Converting XML to JSON with XSL – Part 3

In this final installment of converting XML to JSON with XSL I will move outside of the ‘normal’ JSON conventions in order to provide data typing of returned values as well as flattening your resulting JSON for greater efficiency. Although naming conventions like BadgerFish provide for backwards conversion to XML it is often the case that this is not required.  Conventions like BadgerFish also make the assumption that the source of the JSON may ‘not’ be safe and therefore all entities and corresponding values are encased as strings.
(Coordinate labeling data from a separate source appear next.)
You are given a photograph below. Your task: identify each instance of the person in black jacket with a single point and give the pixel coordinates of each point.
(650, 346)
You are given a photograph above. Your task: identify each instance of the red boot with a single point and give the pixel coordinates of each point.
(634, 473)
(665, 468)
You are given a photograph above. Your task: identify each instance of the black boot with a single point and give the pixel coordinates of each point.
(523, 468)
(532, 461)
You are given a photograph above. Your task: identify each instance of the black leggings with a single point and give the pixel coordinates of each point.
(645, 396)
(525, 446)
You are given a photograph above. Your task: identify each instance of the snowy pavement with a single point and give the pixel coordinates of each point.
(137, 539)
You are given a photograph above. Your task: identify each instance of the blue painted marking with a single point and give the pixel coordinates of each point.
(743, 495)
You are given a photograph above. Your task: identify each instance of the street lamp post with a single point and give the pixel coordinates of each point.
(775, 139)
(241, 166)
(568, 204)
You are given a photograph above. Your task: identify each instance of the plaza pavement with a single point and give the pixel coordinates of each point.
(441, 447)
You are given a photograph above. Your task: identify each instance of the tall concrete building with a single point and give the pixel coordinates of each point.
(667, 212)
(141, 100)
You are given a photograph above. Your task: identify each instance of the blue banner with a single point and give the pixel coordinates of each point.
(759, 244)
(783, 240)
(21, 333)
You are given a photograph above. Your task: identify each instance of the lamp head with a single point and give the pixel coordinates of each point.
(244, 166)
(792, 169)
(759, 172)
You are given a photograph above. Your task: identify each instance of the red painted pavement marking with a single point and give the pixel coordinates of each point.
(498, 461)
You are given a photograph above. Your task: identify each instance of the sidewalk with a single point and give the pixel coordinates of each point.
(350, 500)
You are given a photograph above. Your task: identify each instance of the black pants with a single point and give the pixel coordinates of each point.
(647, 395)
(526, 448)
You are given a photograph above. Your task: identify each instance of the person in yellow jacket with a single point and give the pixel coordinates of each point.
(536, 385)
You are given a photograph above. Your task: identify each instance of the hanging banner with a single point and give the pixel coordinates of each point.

However, in the majority of cases the source of your XML is from within your own system and in those cases it is safe to assume that the resulting objects are safe and can be typed to a certain degree.

Data Typing your JSON

Typing your result set offers numerous advantages in your client side code. In this section I will discuss how to do some basic typing of your XML to JSON values.  It would be fairly easy to expand upon the number of types but for starters we will stick with the basics, numbers, booleans, dates and JavaScript functions.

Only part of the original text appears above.